Happy Vape at 1963 Ocean Avenue could be a canary in the e-cigarette-store coal mine. That's to say that the proposed store, which was granted a conditional-use permit by the Planning Commission, is something of a test-case for vape or e-cigarette specific stores, as the Examiner reports. Why? A nearby resident has filed an appeal to overturn the commission decision to grant that conditional-use permit, with the Board of Supervisors scheduled to vote on the appeal Tuesday.

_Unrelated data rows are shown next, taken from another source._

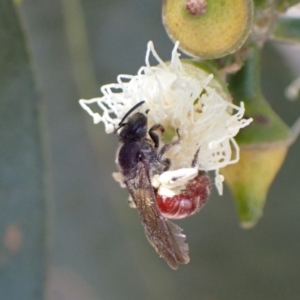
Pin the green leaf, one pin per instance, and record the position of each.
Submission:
(287, 29)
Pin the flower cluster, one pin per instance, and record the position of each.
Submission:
(179, 95)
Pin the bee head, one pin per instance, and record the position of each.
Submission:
(135, 128)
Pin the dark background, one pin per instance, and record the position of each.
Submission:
(97, 246)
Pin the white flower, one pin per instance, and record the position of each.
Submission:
(178, 95)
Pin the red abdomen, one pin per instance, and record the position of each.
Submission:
(189, 201)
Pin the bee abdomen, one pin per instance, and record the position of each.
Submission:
(188, 201)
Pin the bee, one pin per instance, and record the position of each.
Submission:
(186, 202)
(183, 192)
(139, 159)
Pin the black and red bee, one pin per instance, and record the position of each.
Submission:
(139, 159)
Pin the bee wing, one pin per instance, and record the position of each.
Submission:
(166, 237)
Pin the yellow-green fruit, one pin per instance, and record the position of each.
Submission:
(220, 29)
(250, 178)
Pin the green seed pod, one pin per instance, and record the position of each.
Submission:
(263, 144)
(208, 28)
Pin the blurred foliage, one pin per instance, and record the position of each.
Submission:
(99, 249)
(22, 199)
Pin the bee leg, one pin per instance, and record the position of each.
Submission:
(195, 159)
(166, 147)
(154, 136)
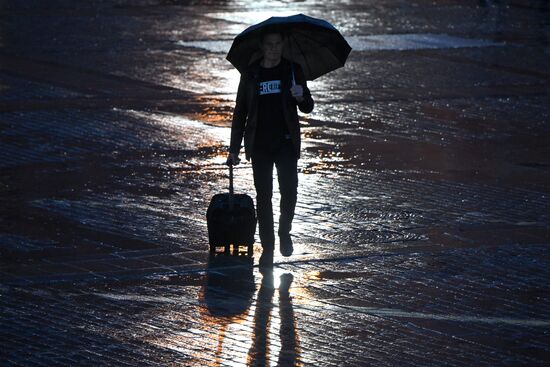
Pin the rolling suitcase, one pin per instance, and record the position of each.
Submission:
(231, 220)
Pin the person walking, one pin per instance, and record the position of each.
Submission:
(270, 92)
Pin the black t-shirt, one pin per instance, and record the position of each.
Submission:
(271, 129)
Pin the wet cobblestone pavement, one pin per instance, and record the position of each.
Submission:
(423, 223)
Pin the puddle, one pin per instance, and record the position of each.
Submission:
(379, 42)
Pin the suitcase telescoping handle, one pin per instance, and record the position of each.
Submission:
(231, 197)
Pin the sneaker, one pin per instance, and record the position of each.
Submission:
(286, 245)
(266, 260)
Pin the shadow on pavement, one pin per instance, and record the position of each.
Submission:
(259, 354)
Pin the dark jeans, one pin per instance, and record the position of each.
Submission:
(286, 163)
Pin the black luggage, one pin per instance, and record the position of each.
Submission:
(231, 220)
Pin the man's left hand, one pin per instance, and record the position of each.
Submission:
(297, 92)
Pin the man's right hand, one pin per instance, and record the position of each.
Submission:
(232, 159)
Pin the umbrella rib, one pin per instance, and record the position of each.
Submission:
(305, 58)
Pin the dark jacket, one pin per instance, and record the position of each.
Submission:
(245, 115)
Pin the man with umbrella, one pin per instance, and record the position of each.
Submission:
(271, 90)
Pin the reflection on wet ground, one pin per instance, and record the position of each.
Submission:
(422, 224)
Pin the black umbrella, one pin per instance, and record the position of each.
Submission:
(313, 43)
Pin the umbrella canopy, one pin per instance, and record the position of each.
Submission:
(313, 43)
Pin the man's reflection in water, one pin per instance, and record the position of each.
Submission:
(259, 354)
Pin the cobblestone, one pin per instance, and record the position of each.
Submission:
(422, 225)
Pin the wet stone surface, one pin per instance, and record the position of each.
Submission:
(422, 225)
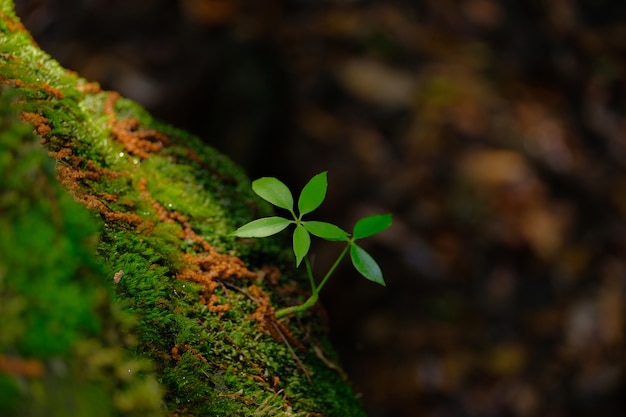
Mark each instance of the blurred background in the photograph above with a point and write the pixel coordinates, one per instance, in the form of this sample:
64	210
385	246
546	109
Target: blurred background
494	131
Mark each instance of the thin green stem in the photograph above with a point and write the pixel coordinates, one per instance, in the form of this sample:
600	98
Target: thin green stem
332	268
309	272
310	302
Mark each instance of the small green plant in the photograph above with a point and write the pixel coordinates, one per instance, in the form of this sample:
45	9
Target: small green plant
311	197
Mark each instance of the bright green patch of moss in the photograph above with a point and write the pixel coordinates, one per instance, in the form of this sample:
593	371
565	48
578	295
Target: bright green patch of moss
158	203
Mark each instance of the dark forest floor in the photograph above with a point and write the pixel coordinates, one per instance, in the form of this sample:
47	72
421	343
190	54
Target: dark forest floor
495	132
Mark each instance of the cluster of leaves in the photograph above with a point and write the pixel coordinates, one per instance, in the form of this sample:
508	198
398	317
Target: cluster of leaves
311	197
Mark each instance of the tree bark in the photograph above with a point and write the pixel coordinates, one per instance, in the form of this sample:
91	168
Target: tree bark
142	304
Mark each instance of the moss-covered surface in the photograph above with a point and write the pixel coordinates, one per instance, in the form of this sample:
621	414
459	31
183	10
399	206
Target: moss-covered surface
203	302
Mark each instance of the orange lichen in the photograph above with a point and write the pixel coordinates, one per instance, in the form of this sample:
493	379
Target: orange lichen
130	134
72	170
178	350
266	317
15	25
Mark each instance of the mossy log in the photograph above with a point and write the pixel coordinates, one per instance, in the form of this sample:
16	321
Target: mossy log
121	291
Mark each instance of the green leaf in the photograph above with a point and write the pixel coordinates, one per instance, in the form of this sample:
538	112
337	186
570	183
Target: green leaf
301	243
371	225
325	230
266	226
274	191
366	265
312	194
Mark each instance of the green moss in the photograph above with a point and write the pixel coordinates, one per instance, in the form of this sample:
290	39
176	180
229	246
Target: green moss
61	339
207	363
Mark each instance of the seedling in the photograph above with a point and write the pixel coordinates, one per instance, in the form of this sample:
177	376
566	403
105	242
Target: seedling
311	197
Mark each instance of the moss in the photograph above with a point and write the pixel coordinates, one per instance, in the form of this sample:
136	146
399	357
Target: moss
63	347
164	204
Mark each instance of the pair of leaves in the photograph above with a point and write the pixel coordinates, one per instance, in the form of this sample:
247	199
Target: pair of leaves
277	193
311	197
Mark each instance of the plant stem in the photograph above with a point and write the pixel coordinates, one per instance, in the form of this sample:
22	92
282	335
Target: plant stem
310	302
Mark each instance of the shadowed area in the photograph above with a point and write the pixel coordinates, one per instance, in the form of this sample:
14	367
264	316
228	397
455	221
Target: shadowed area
492	130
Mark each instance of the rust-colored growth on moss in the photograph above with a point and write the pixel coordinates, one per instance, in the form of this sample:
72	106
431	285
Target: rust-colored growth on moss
40	122
128	132
207	265
45	87
266	317
178	350
15	25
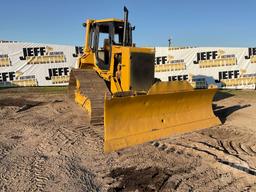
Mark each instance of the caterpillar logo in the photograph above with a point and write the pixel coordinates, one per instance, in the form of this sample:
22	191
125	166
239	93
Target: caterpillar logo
5	61
42	55
7	76
251	55
215	59
164	63
79	51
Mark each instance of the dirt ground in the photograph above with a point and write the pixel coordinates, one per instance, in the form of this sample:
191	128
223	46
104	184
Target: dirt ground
47	144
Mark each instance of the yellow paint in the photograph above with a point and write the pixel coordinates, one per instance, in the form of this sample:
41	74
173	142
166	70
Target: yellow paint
135	120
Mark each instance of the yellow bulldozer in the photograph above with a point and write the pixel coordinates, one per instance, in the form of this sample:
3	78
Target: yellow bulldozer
114	81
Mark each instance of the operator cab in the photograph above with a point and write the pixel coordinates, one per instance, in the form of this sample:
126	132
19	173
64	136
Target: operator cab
106	33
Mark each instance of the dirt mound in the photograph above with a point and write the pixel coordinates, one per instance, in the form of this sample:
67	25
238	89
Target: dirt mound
47	144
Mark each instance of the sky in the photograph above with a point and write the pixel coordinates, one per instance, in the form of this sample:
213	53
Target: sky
208	23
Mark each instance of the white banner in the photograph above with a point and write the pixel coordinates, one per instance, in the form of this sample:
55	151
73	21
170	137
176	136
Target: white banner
233	68
31	64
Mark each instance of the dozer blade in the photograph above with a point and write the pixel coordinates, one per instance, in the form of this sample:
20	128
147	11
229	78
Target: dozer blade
168	109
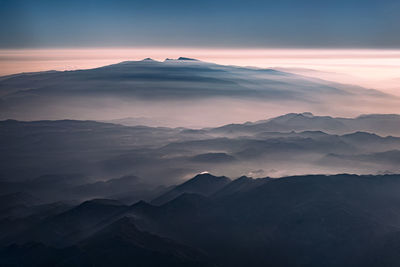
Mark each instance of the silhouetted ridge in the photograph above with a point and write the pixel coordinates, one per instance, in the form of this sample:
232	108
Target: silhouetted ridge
202	184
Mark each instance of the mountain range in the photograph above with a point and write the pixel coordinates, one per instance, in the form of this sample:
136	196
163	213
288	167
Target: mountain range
184	92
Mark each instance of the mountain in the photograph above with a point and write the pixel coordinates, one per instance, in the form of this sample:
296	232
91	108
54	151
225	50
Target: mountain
122	244
384	124
313	220
340	220
202	184
119	244
178	91
74	224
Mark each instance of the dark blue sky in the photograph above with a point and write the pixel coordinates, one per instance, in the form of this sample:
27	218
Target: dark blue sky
205	23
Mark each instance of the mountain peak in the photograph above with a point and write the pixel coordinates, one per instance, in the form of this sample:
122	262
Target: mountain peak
187	58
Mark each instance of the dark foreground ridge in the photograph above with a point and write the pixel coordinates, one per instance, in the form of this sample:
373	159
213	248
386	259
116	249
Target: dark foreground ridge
312	220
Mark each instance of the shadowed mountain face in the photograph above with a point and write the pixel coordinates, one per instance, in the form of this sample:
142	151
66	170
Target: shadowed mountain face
183	92
202	184
340	220
80	160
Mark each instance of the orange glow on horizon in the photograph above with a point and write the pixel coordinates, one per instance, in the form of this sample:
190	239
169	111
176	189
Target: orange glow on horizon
371	68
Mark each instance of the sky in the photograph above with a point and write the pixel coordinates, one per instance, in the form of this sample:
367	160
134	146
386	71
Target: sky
350	41
206	23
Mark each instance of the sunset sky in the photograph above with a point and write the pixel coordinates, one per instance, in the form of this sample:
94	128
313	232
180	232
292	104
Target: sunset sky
349	41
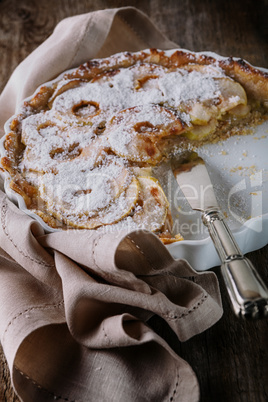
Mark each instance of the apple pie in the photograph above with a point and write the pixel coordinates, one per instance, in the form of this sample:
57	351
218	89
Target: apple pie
82	149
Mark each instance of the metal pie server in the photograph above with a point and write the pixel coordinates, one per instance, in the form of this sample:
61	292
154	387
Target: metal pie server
247	291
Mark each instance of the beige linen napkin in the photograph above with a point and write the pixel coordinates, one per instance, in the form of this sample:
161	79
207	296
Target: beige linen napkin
74	305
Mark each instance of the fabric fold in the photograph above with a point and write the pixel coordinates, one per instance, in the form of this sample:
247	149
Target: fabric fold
74	305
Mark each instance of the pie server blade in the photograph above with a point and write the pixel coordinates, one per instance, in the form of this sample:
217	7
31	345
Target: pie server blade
248	293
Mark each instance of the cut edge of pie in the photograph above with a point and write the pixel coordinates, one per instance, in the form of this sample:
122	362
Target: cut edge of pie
80	151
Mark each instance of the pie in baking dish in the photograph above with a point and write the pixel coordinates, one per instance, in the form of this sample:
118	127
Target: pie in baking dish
81	150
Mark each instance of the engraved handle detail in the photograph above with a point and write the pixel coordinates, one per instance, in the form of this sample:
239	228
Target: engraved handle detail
247	291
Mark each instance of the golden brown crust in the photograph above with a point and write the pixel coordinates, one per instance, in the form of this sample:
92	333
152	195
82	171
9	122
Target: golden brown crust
153	141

It's confusing, since some vape and e-cigarette shops are already operating in San Francisco legally since they opened before the board passed a law last year that extended existing rules on tobacco sales to e-cigarettes, basically equating the two. The decision on Happy Vape will be the first board vote under the new law. In other vape news, San Francisco's Health Department is soon debuting ads to discourage vape use.
"It is undesirable to have a business whose goal is to attempt to increase usage of these products and which will expose our children and students in our area to them," is the language of the neighbor's appeal.
The would-be proprietor of Happy Vape is Blake He, who himself quit smoking with e-cigarettes. The space he's chosen is the former home of an aquarium store, and he's called the business a chance to provide for his wife and newborn. E-cigarettes, after all, are a billion-dollar industry, estimates Bloomberg.
The plan: ground-floor vape and e-cig sales, plus a basement steam stone hookah lounge hookah lounge, which is a recently popularized hookah designed for inhaling vapor. The shop would close at 10 p.m., and like cigarette stores, would be over 18 only.
"I want to provide an alternative," He told the Examiner of his plans, "E-cigarettes is a vehicle to ground zero for no cigarettes for me. It's worked for me. It's worked for many others."
The nearest vape shop is 1.7 miles away, and the block is full of empty storefronts for other kinds of businesses to move in. For now, He is paying $4,000 a month for empty space.
We'll have to wait until the smoke — or vapor — clears on Tuesday to see how the city might treat vape businesses of this kind.